The configuration of the plaza opens toward the parking area, creating a forecourt into the main part of the plaza. Flush railroad tracks and symbolic railroad ties are inset into the forecourt leading to the sculpture. The sculpture sits on a four-foot high stone pedestal over the iron tracks, providing a literal translation of the workers laying the tracks for the railroad. The tracks continue and pierce into the woods, and dissipate into the air, expressing the feeling of never ending tasks to complete this work.

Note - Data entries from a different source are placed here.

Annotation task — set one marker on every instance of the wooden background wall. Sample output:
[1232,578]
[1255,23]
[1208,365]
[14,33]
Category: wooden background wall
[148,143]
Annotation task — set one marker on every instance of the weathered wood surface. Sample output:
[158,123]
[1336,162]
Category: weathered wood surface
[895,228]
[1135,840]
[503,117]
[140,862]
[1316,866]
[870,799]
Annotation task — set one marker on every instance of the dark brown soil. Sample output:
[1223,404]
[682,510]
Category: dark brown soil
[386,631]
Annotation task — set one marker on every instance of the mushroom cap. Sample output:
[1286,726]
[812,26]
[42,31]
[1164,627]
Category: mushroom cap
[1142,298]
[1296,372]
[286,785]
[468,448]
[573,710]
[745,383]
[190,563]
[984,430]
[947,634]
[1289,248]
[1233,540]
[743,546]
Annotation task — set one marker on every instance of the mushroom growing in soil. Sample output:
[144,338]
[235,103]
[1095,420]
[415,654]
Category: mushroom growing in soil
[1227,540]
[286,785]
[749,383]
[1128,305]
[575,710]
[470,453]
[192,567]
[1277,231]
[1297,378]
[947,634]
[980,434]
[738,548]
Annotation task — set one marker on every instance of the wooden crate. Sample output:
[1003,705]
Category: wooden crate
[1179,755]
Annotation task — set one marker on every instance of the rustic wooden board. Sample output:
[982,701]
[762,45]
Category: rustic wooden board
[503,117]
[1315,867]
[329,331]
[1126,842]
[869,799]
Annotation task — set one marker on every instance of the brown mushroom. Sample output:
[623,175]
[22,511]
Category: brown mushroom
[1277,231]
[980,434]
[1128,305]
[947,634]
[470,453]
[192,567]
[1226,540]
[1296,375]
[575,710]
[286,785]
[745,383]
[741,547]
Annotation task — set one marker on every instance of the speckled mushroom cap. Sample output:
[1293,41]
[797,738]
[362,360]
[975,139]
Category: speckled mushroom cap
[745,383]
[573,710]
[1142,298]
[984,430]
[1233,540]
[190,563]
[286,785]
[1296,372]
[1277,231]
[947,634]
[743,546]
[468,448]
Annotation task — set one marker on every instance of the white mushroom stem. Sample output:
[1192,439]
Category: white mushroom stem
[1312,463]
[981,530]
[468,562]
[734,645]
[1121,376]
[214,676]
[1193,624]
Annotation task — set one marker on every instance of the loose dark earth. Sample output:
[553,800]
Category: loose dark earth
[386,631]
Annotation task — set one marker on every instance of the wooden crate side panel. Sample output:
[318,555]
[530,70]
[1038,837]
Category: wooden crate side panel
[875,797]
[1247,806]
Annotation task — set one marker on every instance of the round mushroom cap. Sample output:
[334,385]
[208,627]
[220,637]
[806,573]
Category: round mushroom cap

The pedestal is relatively close to the sidewalk so that it is clearly visible to vehicles entering the parking lot and to pedestrians walking to the facilities. Visitors can get a better appreciation of the workers up close and read the expressions as shown in the sculpture. The dedication plaque and information plaque will be mounted on the pedestal. Granite seating is provided alongside of the sculpture and facing back towards the entrance. The stone benches are arranged to provide seating adjacent and afar from the sculpture to allow for different viewing opportunities. The backrest is formed of horizontal railroad tracks. Donor plaques will be laid between the continuous railroad tracks that form the backrests of the granite benches. Two large, uncut Sierra granite boulders are set at where the inlaid tracks cross the path of the granite benches as a
stone portal as another literal translation of the railroad workers blasting through the mountains and hills.